Eine Exponentialfunktion wächst proportional zu ihrer eigenen Größe; der Proportionalitätsfaktor ist \(\ln a\).
\[\frac{d}{dx}a^{x} = a^{x}\ln a\]
Was die Regel besagt
Exponentialfunktionen sind genau die Funktionen, deren Änderungsrate proportional zu ihrem aktuellen Wert ist – Populationen, Zinseszins, radioaktiver Zerfall. Leitest du \(a^{x}\) ab, bekommst du wieder \(a^{x}\), multipliziert mit einer festen Zahl.
Diese Zahl ist \(\ln a\). Sie stammt aus dem Grenzwert \(\lim_{h \to 0}\frac{a^{h} - 1}{h} = \ln a\) und macht die Basis \(e\) so besonders: \(\ln e = 1\), also gilt exakt \(\frac{d}{dx}e^{x} = e^{x}\). \(e\) ist genau die Basis, für die dieser Faktor eins ist.
Jede andere Basis lässt sich auf Wunsch über \(e\) umleiten: \(a^{x} = e^{x\ln a}\), und die Kettenregel liefert dann \(e^{x\ln a}\ln a = a^{x}\ln a\).
Wann sie gilt
Die Basis ist konstant, und die Variable steht im Exponenten.

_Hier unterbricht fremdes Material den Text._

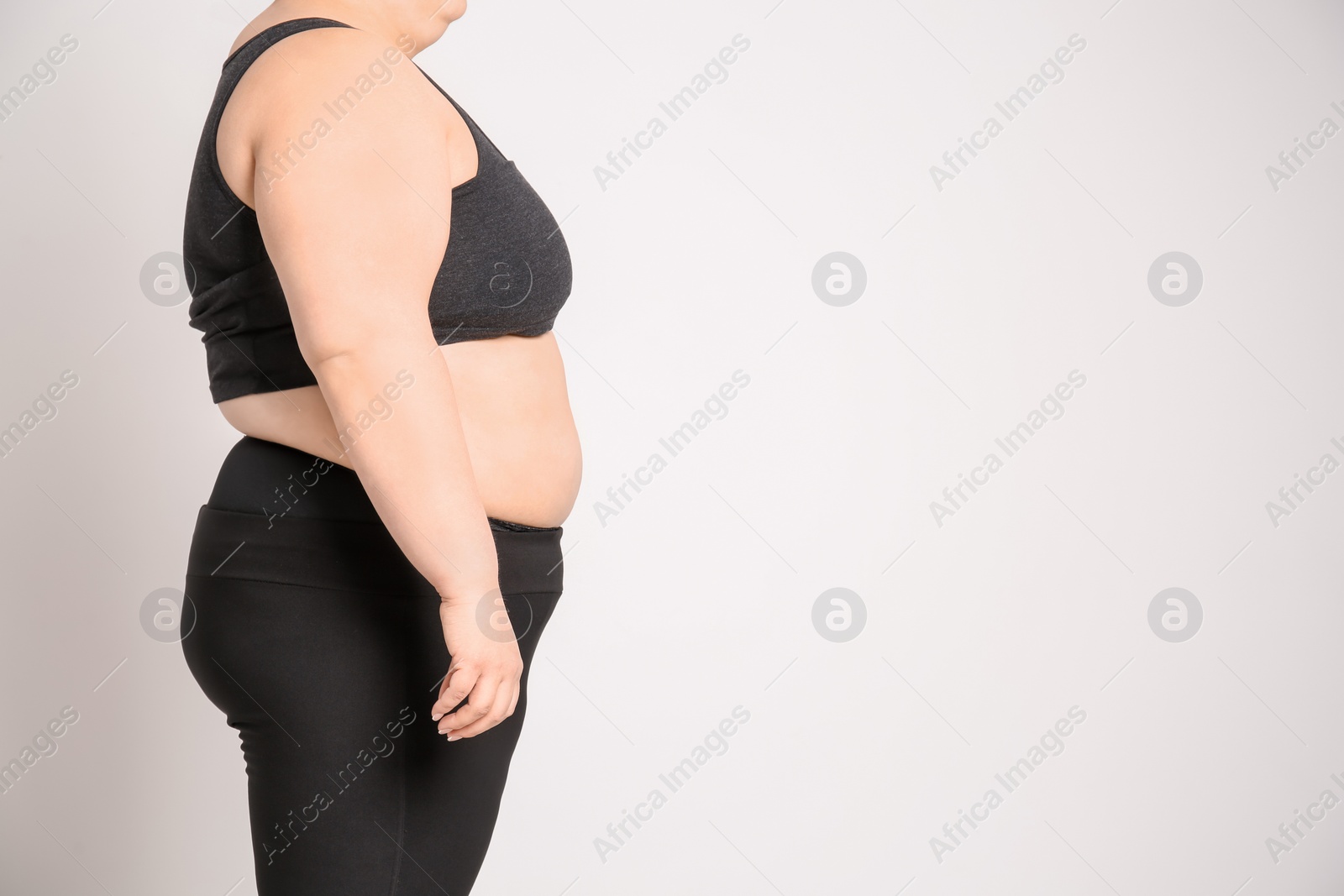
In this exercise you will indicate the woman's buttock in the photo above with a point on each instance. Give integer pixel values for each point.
(512, 401)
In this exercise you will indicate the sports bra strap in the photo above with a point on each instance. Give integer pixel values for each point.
(262, 40)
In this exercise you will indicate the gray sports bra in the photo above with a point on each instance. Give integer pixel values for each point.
(506, 269)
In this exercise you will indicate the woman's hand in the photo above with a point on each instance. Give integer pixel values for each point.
(486, 667)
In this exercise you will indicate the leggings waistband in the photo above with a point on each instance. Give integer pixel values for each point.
(276, 479)
(351, 557)
(280, 515)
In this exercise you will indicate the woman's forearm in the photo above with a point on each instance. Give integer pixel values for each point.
(398, 426)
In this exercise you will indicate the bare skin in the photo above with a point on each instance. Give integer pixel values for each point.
(356, 231)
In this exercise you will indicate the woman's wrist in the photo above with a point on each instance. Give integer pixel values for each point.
(470, 595)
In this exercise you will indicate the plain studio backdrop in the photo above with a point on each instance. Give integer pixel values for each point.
(1005, 698)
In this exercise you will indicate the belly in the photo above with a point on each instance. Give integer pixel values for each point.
(515, 411)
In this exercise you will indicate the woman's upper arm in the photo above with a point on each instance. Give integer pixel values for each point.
(354, 210)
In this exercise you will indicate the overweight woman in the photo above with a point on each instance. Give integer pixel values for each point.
(376, 285)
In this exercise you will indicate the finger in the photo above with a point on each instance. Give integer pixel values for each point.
(514, 705)
(499, 712)
(477, 705)
(457, 684)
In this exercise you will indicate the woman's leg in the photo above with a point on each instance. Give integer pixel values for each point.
(323, 647)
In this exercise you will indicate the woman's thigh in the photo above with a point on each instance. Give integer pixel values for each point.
(351, 789)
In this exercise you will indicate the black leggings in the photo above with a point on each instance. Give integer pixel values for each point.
(312, 631)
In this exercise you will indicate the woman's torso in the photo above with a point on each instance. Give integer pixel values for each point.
(510, 390)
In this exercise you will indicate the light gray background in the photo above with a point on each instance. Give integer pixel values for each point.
(698, 598)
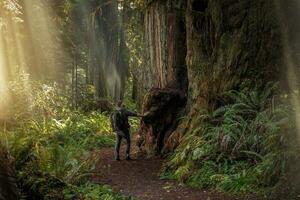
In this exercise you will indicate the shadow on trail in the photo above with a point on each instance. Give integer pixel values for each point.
(139, 178)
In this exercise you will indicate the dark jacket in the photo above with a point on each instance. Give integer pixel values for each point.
(119, 119)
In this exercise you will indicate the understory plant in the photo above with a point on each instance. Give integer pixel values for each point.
(239, 147)
(55, 149)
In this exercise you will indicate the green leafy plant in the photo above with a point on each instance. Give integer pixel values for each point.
(240, 147)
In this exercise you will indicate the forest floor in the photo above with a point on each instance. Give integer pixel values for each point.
(139, 178)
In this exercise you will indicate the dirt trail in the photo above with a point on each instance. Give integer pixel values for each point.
(139, 178)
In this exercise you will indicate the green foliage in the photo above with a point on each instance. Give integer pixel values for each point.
(240, 147)
(91, 191)
(54, 147)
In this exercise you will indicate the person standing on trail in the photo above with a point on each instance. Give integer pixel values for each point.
(121, 127)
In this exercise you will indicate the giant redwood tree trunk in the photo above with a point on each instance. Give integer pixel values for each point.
(165, 55)
(225, 42)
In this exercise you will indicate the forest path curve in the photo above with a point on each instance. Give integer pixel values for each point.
(139, 178)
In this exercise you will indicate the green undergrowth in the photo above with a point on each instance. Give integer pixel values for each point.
(55, 149)
(241, 147)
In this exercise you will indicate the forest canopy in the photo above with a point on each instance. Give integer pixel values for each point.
(215, 84)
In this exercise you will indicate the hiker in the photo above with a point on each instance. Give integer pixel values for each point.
(121, 127)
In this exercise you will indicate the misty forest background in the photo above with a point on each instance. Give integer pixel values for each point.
(218, 79)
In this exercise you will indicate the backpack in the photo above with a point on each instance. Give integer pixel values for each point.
(117, 121)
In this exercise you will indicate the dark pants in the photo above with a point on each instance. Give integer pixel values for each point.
(119, 135)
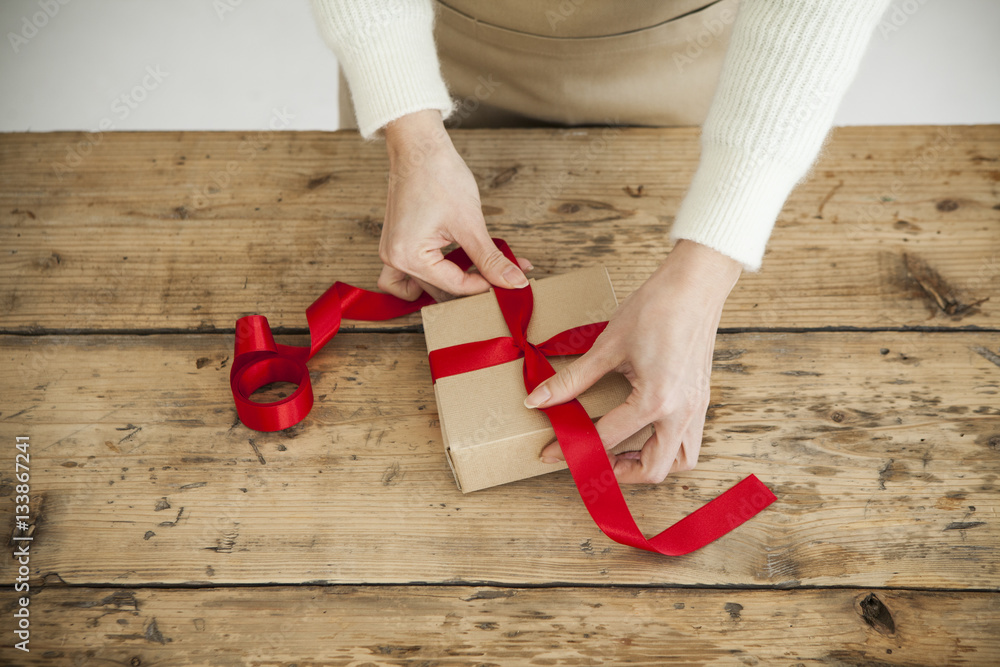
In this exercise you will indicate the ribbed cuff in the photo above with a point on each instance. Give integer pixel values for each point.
(733, 202)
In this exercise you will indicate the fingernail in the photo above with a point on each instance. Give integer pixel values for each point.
(538, 397)
(514, 277)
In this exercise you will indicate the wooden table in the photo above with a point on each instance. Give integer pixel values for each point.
(858, 375)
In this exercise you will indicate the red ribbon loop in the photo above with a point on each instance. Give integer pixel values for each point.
(259, 361)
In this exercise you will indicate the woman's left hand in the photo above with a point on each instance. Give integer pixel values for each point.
(662, 339)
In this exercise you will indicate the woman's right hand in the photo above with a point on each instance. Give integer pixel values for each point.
(434, 202)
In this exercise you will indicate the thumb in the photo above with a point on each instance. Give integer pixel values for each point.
(569, 382)
(493, 266)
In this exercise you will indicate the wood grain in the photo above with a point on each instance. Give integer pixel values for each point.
(883, 450)
(456, 625)
(180, 231)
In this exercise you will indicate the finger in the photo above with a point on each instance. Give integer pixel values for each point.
(395, 282)
(687, 456)
(448, 277)
(492, 264)
(437, 294)
(571, 381)
(621, 422)
(656, 459)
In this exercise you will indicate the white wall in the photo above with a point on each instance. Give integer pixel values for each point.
(242, 64)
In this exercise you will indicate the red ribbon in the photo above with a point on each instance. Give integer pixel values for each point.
(258, 361)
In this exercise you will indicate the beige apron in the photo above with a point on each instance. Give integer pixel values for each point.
(578, 62)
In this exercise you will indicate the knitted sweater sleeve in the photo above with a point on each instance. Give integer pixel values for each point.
(784, 75)
(386, 49)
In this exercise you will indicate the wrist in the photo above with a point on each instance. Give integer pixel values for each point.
(411, 137)
(701, 271)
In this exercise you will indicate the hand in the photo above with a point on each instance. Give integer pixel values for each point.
(661, 338)
(433, 202)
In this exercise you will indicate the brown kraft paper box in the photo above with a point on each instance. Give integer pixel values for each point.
(489, 436)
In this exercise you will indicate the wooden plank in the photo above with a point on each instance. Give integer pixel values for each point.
(895, 227)
(457, 625)
(883, 449)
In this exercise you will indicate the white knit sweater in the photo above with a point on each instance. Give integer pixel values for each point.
(786, 69)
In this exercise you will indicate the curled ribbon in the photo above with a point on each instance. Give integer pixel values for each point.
(258, 361)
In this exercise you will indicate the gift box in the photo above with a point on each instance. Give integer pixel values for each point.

\(e^{x}\) und \(\exp(x)\), der Spezialfall mit dem zusätzlichen Faktor \(1\).
Zusammen mit der Kettenregel, wenn der Exponent eine Funktion ist: \(\left(a^{u}\right)' = a^{u}\ln a \cdot u'\).

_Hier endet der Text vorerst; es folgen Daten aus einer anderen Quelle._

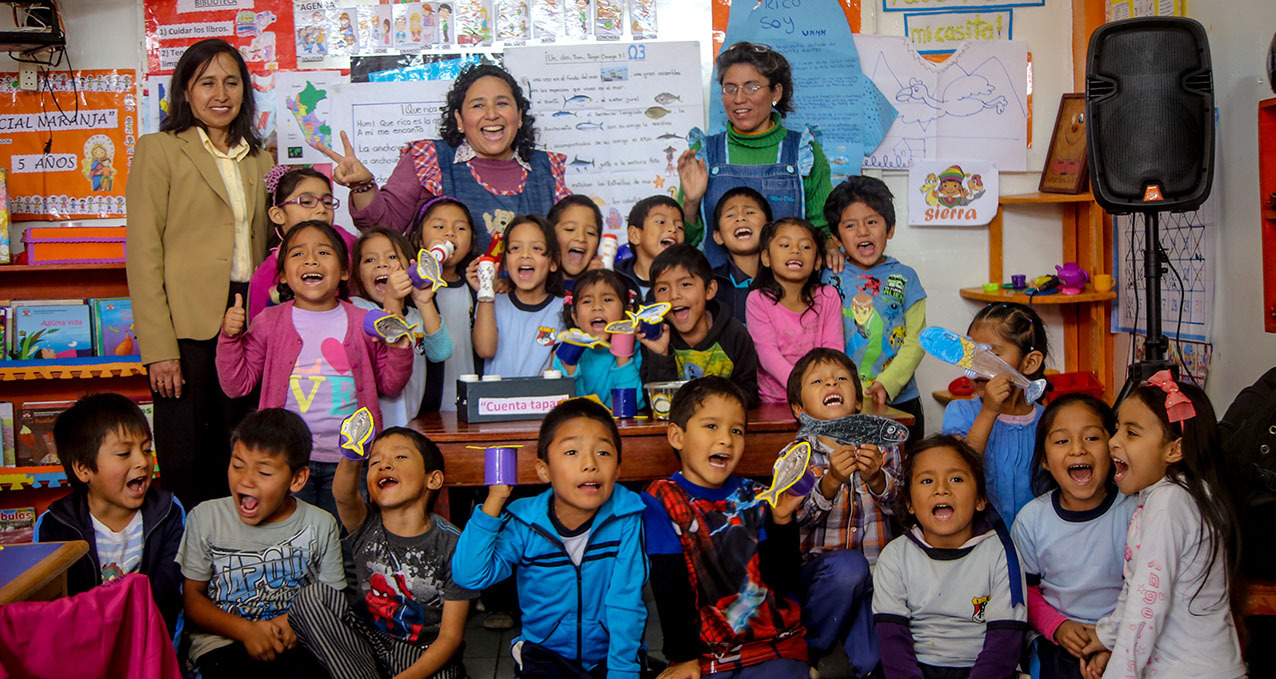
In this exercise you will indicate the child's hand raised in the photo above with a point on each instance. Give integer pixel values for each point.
(235, 318)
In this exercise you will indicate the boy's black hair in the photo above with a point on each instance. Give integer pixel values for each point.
(972, 460)
(1020, 326)
(79, 430)
(683, 255)
(771, 64)
(190, 67)
(430, 453)
(638, 213)
(763, 204)
(334, 239)
(819, 356)
(591, 277)
(525, 139)
(766, 278)
(1101, 410)
(277, 432)
(689, 397)
(400, 243)
(574, 409)
(860, 189)
(1201, 472)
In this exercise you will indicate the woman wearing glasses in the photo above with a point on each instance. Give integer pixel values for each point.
(197, 227)
(786, 166)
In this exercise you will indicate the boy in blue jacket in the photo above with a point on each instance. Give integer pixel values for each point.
(578, 552)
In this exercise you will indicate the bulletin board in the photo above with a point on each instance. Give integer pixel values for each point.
(87, 120)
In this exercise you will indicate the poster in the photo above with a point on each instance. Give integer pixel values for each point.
(831, 92)
(619, 112)
(303, 110)
(262, 31)
(944, 193)
(972, 105)
(89, 123)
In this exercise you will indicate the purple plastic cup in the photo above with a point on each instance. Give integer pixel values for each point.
(624, 402)
(500, 466)
(568, 352)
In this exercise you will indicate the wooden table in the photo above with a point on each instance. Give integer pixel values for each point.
(37, 572)
(646, 452)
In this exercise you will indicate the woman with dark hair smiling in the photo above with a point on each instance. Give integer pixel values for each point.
(195, 232)
(486, 160)
(789, 167)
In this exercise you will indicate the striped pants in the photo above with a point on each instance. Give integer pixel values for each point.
(350, 647)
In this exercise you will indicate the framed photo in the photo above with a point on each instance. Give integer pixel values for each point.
(1066, 169)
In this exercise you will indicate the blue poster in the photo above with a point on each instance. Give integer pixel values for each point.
(831, 91)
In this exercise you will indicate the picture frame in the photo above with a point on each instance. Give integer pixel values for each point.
(1066, 161)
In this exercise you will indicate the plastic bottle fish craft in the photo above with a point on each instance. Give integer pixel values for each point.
(978, 360)
(855, 429)
(355, 433)
(790, 474)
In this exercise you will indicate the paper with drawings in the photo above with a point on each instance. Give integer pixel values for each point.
(830, 89)
(618, 111)
(972, 105)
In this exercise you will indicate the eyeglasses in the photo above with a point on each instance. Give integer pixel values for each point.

Fünf durchgerechnete Beispiele
Jede Zeile ist der Schritt, den auch der Rechner zeigen würde, in der Reihenfolge, in der er
die Regeln anwendet. Jeder Graph ist interaktiv: Fahre darüber, um beide Kurven abzulesen und die
Tangente zu sehen, deren Steigung die Ableitung ist; ziehen verschiebt, scrollen zoomt.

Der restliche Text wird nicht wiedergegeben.